I left some more comments today on the bcsalmonfacts.ca website — the Public Relations (PR) spin campaign of the BC Salmon Farmers Association and related companies involved in open-pen salmon farming on the BC coast. I have found it quite an interesting process — from a variety of angles…

As a few of my posts have alluded to this week, looking at the strategy, tactics and approach of this PR campaign has been an interesting process. Launching PR campaigns can be akin to freeing — or trying to cage — a schizophrenic, unpredictable critter.

These sorts of things can be a great success, or an absolute bomb… just like a Hollywood movie.

Backlash can hurt just as much as watching the old movie Backdraft multiple times.

And, thus, these sorts of things must be well-though out and very well managed — even more so when the purpose is “getting the real story out” and espousing “facts”. Think of how many politicians have had campaigns ended or careers ended because they weren’t forthright about certain actions, activities,  from the past.

No matter how many clever commercials they put on TV or social media.

A glaring difference here is that a politician has clear objectives with their PR-campaigns… get elected. When it comes to this ‘salmonfacts’ campaign… well, I’m a little unsure. Some of this relates to, for example, why cannibalize your own businesses.

One of the comments left today on the bcsalmonfacts.ca website in regards to the “fact” that “salmon are incredibly efficient eaters”. Yes, this is a fact, but what isn’t an “efficient eater”…?

And why cannibalize your own business in this process:

some might suggest that this ‘fact’ could be referred to as cannibalism…

And no, I don’t mean in the standard food consumption meaning of the word; more the business meaning of the word.

“Cannibalization refers to the business process whereby engaging in one activity or practice necessarily eats into another activity or practice. Cannibalization can take place within a firm, between businesses, or across industries.”

Last time I checked (and maybe it has changed recently?) Marine Harvest and Marine Harvest Canada [I stand corrected, it’s Skretting not Marine Harvest as Nutreco sold Marine Harvest a few years back] are subsidiaries of Nutreco:

Their website suggests: “Nutreco is a global leader in animal nutrition and fish feed.”

one of their specialties is “Compound Feeds”:

“Compound feeds are complete, industrially blended or compounded feeds which fully match the nutritional requirements of the specified animal (poultry, pigs, ruminants, fish, rabbits, goats, sheep and other species).”

So it seems like this graphic and this concentration on salmon feed conversion rates is a little contradictory when compared to overall business practices of companies listed on this site.

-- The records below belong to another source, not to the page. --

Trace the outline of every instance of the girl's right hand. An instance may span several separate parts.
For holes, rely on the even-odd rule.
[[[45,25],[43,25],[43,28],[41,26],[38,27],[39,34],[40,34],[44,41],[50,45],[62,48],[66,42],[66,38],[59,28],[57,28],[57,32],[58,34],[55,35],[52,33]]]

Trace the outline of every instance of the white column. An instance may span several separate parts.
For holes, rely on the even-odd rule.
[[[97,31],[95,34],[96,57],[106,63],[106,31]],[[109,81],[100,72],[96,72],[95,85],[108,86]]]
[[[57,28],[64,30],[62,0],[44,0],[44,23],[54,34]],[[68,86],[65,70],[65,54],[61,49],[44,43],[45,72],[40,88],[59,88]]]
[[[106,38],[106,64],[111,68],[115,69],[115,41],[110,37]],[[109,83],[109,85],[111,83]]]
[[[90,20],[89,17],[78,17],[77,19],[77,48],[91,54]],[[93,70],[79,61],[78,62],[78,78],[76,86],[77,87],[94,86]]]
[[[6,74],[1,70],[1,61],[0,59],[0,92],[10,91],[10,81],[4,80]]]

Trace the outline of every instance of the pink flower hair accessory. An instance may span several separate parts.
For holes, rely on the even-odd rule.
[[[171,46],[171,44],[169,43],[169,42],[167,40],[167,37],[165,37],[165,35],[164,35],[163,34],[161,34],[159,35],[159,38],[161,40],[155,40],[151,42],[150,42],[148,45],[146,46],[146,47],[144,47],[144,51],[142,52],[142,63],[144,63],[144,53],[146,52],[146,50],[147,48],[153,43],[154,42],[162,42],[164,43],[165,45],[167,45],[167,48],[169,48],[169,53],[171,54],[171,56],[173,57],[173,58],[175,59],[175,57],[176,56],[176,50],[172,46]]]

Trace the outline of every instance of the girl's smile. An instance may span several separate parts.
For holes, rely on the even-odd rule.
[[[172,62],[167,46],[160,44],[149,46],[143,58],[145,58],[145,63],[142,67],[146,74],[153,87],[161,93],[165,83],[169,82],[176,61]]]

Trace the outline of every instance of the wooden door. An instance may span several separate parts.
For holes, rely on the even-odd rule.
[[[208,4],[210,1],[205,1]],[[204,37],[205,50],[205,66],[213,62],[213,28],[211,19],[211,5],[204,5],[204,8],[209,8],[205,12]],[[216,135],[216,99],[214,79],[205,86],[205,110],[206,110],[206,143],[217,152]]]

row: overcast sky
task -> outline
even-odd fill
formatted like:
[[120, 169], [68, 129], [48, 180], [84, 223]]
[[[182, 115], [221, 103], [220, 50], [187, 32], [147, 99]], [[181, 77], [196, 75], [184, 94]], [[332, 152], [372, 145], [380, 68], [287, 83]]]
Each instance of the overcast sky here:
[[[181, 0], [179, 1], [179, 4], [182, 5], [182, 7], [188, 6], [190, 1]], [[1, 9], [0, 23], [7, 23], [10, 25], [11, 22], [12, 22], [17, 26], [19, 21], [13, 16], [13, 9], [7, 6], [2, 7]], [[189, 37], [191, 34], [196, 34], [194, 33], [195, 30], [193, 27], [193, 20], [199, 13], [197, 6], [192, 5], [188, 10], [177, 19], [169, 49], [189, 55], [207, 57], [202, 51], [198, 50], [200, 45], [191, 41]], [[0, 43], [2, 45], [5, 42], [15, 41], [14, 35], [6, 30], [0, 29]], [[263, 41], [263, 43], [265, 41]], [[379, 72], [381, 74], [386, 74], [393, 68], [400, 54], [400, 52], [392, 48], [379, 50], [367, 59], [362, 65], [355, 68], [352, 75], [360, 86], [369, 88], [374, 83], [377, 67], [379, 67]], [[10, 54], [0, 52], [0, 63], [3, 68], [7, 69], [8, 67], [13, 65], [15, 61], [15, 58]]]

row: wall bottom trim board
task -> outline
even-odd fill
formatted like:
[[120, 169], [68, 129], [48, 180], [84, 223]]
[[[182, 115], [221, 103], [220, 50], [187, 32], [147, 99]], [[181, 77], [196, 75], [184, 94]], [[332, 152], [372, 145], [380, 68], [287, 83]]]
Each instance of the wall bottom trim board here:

Yes, maybe salmon food conversion rates are lower and this can serve as a front to suggest: look how “sustainable” this business of salmon farming is…

But isn’t it a little hypocritical for a company to sell its “sustainability” practices, by focusing on this specific ad, when the parent company (Nutreco) of this company [Skretting] is actually heavily involved as a majority of its business in developing feed for the poultry, cattle and pig industry, and is in fact invested heavily in poultry and other meats:

“Nutreco’s subsidiary Sada is the Spanish market leader in chicken production and is well known in Spain for its Sada and Cuk brands. Sada also produces a range of chicken products and meal solutions.”

If not hypocritical, its certainly cannibalizing the parent companies businesses.